Tatjana Pokorny
· 05.04.2022
800 Boote und Boards sowie mehr als 1.000 Segler zeigen bei der Trofeo Princesa Sofía vor Mallorca das neue, vielseitige Bild des olympischen Segelsports
Für Deutschlands etablierte Segel-Asse hat der Saisonauftakt-Klassiker Trofeo Princesa Sofía gut begonnen: Laser-Weltmeister Philipp Buhl bleibt auch im nacholympischen Jahr eine Bank, hat an den ersten beiden Tagen der beliebten Regatta für Olympia-Klassen mit seiner Serie 1, 2, 7, 2 gezeigt, dass mit ihm auf Kurs Olympia 2024 erneut zu rechnen sein wird. Der 32-jährige Allgäuer konnte in den zunächst eher ungewöhnlich ungemütlichen, starkwindigen und grauen Mallorca-Bedingungen auf der Außenbahn punkten und schon einen ersten Tagessieg einfahren.
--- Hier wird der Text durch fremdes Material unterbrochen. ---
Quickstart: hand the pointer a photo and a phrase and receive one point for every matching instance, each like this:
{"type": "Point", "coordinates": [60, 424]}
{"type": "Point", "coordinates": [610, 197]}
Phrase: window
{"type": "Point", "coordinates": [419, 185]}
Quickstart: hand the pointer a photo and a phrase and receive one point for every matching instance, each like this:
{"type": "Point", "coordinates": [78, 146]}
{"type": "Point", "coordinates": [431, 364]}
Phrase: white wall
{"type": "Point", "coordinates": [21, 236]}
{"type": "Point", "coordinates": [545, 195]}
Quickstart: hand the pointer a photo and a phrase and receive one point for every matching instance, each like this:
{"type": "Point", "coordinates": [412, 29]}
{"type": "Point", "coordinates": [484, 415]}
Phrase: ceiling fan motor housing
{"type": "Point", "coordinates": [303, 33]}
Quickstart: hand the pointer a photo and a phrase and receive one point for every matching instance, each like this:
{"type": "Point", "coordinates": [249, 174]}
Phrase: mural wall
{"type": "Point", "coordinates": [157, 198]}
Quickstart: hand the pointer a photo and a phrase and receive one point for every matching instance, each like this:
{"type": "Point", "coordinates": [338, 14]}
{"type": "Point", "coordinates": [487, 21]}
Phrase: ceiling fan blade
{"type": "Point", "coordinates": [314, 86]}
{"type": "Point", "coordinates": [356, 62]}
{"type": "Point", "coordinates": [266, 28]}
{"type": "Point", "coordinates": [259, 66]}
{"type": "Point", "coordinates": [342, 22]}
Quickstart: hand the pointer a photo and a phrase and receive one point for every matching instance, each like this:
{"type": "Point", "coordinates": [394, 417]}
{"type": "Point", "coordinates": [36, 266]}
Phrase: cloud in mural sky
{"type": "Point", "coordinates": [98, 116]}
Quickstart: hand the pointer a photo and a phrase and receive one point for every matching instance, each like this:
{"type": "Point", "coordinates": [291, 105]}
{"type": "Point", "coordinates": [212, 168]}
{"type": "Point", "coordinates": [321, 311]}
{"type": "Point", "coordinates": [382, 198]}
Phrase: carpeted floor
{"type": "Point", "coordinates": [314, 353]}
Mit dieser Leistung lag Buhl zunächst punktgleich mit seinem neuen französischen Trainingspartner Jean-Baptiste Bernaz auf Platz vier. Bei den ersten vier Wettfahrten fand Buhl auf Anhieb mit Spaß in die Saison. Das Powerplay in den "echt coolen Wellen" und starken Winden liegt dem Steuermann vom Segelclub Allgäu-Immenstadt, der auch für den Norddeutschen Regatta Verein startet. "Es war sehr kalt, sehr anstrengend, doch am Ende zählt das Ergebnis, und Spaß macht es auch", sagte Buhl zum gelungenen Einstieg. Ilca-7-Olympiasieger Matt Wearn dagegen kam zum Auftakt auf keinen grünen Zweig, musste sich nach den ersten vier Durchgängen im mit 163(!) Startern größten Palma-Feld zunächst auf Platz 32 einreihen. Im weiblichen Pendant Ilca 6 lag Hannah Anderssohn vom Warnemünder Segel-Club als beste Akteurin des German Sailing Teams nach vier Rennen auf Platz elf.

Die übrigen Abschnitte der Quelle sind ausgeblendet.